Skip generic image searches when possible. Your own pictures feel more credible than glossy stock that readers have seen a hundred times.
Authentic photos can also earn inbound links when others cite you as the source—another quiet lift to visibility over time.
No DSLR? No problem. Learn a few basics—natural light over flash, the rule of thirds, clean up the frame, and take 3–5 angles per shot. Minor cropping and straightening go a long way.
Get out and shoot. A small library of originals makes your future posts faster to produce and far more engaging.
Annotate screenshots
“How-to” content performs best with visuals that show the exact clicks and fields. Think like a teacher: each step should be obvious without reading a paragraph of instructions.
When you walk through a process, pair short steps with annotated screenshots. Use arrows, boxes, and brief labels. Keep the focus tight and crop out distractions.
It’s easier to learn by seeing. Screenshots with minimal markup reduce confusion and help readers succeed on the first try.
For example, here’s a section from a post about generating leads on Twitter:
In this step, we highlight how to use Twitter’s advanced search to find prospects so the action is unmissable.
Rather than saying, “Click the advanced search button,” we show exactly where it is and add a short note for context.
Here’s another example from the same post:
Again, the annotation points directly to the control so readers don’t have to hunt around the interface.
We’re sure your computer has some screenshot editing software, but we like to use Skitch to annotate our content.
It’s free and simple. Built-in tools on your operating system work well, too—use whichever lets you add clear arrows and short labels quickly.
Add videos
So far we’ve focused on images, but video belongs in your toolbox as well.
Short, relevant videos increase time on page, clarify complex ideas, and let you demonstrate outcomes in real time.
Check your analytics for average time on page and drop-off points. Strategic video embeds can lift both.
Even better, you don’t need to produce new footage for every post. Repurpose high-performing videos from your library when they match the topic.
Have a YouTube channel? Great—embed those demonstrations, walkthroughs, or case studies wherever they reinforce your text.
Anytime your post aligns with an existing video, embed it. It’s fast leverage.
Like images, videos also break up text and reset reader attention.
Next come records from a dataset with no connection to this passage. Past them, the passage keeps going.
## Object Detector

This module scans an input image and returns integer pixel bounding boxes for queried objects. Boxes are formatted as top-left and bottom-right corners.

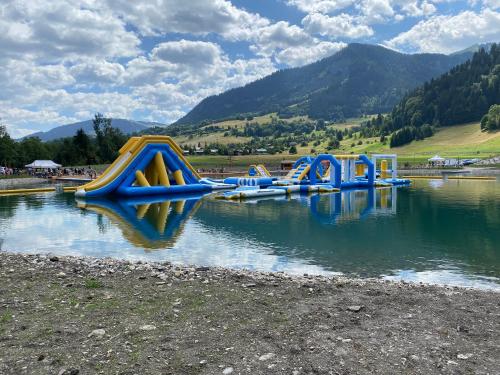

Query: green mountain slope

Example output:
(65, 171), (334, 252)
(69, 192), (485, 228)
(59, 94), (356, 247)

(177, 44), (472, 124)
(390, 44), (500, 130)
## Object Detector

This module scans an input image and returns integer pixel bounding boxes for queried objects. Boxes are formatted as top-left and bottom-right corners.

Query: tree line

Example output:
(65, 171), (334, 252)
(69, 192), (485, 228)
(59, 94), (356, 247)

(0, 113), (128, 168)
(362, 44), (500, 147)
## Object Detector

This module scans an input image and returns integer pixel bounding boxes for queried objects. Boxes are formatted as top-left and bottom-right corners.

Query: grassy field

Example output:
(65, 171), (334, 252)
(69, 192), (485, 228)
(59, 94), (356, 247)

(188, 121), (500, 168)
(174, 113), (366, 150)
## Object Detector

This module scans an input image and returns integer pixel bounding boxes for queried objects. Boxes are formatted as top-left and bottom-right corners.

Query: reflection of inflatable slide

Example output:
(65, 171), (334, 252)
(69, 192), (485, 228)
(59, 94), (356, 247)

(75, 136), (229, 197)
(248, 164), (271, 177)
(77, 195), (205, 249)
(311, 186), (397, 225)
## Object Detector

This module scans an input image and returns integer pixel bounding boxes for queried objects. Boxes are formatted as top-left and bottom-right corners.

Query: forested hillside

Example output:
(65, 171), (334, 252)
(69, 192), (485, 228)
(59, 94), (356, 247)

(177, 44), (472, 124)
(364, 44), (500, 146)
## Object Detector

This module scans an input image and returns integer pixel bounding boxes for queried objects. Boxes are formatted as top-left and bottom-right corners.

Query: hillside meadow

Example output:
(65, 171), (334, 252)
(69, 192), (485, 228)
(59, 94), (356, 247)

(182, 119), (500, 168)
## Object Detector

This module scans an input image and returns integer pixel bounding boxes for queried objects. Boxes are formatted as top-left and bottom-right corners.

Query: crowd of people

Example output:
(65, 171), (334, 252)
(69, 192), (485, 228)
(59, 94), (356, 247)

(0, 166), (97, 179)
(0, 167), (21, 176)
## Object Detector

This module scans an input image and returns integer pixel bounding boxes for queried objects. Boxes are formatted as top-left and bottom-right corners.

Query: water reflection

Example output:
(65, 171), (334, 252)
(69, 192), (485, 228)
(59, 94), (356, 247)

(77, 195), (207, 249)
(0, 180), (500, 287)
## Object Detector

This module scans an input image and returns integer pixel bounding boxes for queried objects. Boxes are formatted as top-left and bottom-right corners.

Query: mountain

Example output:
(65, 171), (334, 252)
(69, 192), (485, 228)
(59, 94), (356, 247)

(382, 44), (500, 145)
(176, 43), (473, 124)
(25, 118), (165, 142)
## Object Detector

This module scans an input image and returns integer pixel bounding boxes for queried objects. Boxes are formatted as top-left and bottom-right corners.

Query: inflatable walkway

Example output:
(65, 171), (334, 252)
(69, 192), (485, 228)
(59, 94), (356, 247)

(75, 135), (225, 197)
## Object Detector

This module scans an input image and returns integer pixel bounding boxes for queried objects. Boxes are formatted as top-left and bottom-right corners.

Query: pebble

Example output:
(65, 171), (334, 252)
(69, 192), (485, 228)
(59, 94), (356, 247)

(88, 328), (106, 339)
(259, 353), (275, 361)
(347, 305), (363, 312)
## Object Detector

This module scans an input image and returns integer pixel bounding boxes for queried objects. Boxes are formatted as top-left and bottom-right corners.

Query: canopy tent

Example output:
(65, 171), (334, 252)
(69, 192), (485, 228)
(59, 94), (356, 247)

(25, 160), (62, 169)
(428, 155), (445, 163)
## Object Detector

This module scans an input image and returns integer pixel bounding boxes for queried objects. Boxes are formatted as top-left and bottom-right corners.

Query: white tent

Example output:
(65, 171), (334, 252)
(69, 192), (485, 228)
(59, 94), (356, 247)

(25, 160), (62, 169)
(428, 155), (445, 163)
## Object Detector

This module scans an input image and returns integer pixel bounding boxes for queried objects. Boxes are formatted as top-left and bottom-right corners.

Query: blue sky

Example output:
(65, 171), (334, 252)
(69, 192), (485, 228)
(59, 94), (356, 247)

(0, 0), (500, 137)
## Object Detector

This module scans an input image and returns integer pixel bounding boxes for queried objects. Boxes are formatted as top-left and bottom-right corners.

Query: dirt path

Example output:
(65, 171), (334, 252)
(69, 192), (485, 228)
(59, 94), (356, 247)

(0, 253), (500, 374)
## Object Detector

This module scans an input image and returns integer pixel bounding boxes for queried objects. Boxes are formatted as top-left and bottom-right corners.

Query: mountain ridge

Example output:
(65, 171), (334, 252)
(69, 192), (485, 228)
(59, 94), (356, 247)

(21, 118), (166, 142)
(174, 43), (473, 125)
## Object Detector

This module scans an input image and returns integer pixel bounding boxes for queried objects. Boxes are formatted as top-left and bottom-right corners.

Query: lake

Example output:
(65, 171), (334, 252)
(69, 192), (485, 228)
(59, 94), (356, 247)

(0, 180), (500, 290)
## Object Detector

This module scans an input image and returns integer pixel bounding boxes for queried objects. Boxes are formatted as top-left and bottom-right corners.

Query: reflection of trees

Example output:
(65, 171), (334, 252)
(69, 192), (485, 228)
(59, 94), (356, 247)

(0, 195), (22, 219)
(23, 194), (46, 210)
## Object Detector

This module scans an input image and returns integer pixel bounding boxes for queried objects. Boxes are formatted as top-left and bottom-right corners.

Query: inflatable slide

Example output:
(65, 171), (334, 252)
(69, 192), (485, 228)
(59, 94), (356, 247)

(75, 135), (230, 197)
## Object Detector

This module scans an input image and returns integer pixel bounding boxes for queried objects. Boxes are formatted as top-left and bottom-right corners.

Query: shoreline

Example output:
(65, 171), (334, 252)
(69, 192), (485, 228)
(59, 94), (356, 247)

(0, 252), (500, 375)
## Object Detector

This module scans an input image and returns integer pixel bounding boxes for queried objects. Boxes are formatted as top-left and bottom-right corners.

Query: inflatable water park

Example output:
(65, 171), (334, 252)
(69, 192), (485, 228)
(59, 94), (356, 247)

(67, 136), (410, 199)
(2, 135), (410, 200)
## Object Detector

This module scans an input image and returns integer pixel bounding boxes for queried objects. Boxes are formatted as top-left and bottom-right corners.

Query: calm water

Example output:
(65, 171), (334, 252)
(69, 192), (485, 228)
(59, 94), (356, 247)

(0, 180), (500, 289)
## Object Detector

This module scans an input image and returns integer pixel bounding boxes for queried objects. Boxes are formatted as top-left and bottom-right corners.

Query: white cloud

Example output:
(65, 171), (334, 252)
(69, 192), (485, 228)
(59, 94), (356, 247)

(276, 42), (347, 67)
(250, 21), (314, 56)
(302, 13), (373, 39)
(287, 0), (355, 13)
(356, 0), (394, 23)
(101, 0), (269, 40)
(385, 9), (500, 53)
(482, 0), (500, 9)
(69, 59), (125, 86)
(401, 1), (436, 17)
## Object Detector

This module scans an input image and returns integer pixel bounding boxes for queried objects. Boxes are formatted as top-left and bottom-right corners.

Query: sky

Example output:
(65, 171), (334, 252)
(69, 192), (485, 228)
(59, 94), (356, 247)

(0, 0), (500, 138)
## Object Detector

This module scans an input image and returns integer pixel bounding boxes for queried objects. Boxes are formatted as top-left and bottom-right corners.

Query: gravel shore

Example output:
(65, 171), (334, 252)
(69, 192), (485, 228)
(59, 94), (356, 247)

(0, 252), (500, 375)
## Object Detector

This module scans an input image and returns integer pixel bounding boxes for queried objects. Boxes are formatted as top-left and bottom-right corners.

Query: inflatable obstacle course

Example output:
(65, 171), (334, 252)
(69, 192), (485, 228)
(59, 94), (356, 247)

(247, 164), (271, 177)
(372, 154), (410, 186)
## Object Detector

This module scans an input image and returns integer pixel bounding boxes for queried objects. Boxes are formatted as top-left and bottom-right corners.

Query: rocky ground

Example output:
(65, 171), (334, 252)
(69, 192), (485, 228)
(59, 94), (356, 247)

(0, 253), (500, 375)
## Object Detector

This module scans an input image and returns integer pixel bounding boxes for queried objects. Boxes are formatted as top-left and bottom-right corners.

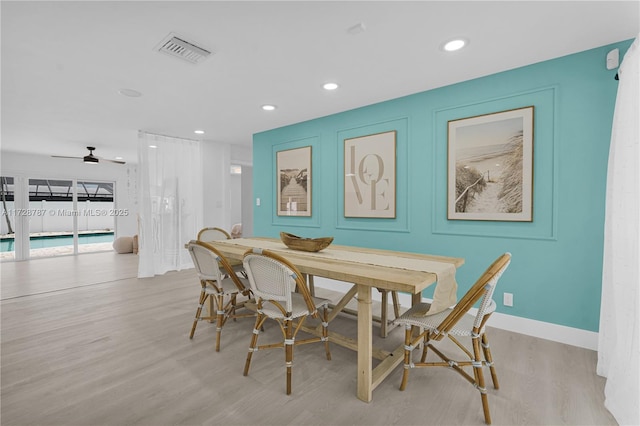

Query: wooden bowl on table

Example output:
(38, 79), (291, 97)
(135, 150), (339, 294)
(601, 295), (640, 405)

(280, 232), (333, 252)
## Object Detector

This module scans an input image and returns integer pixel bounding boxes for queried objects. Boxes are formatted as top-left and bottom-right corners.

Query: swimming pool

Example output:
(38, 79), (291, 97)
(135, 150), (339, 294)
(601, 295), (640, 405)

(0, 232), (113, 252)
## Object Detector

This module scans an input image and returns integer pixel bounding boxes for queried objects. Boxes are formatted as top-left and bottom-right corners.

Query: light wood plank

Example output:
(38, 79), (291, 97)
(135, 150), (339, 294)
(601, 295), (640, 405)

(0, 254), (615, 426)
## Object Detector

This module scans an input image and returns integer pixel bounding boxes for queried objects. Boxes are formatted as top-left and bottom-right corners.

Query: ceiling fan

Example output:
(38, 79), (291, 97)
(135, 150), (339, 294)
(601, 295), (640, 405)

(52, 146), (125, 164)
Here’s an example from a post we wrote about Facebook cover photos:
We embedded a directly relevant YouTube clip so readers can see the concepts in action without leaving the page.
One quick tip that consistently boosts results: captions. They help viewers follow along with the sound off, improve accessibility, and often increase completion rates.
Add captions. Captions tend to lift views and watch-through; in some tests, the improvement has been in the single-digit percent range—but meaningful at scale.
Conclusion
If you want higher engagement, add more—and better—visuals to every post.
Know your audience’s behavior: most skim. Structure for scanners with short sections, clear headings, and visuals that surface your key points.
Use a mix of formats. Diagrams, charts, and custom infographics make data stick. Original photos add credibility. Annotated screenshots remove guesswork. Videos demonstrate outcomes and keep people on the page.
Keep a steady cadence of visuals across the full post, write descriptive captions or nearby context, and make every asset earn its place by clarifying or proving a point.
Do this consistently and your blog will feel clearer, more useful, and more memorable—exactly what readers (and customers) return for.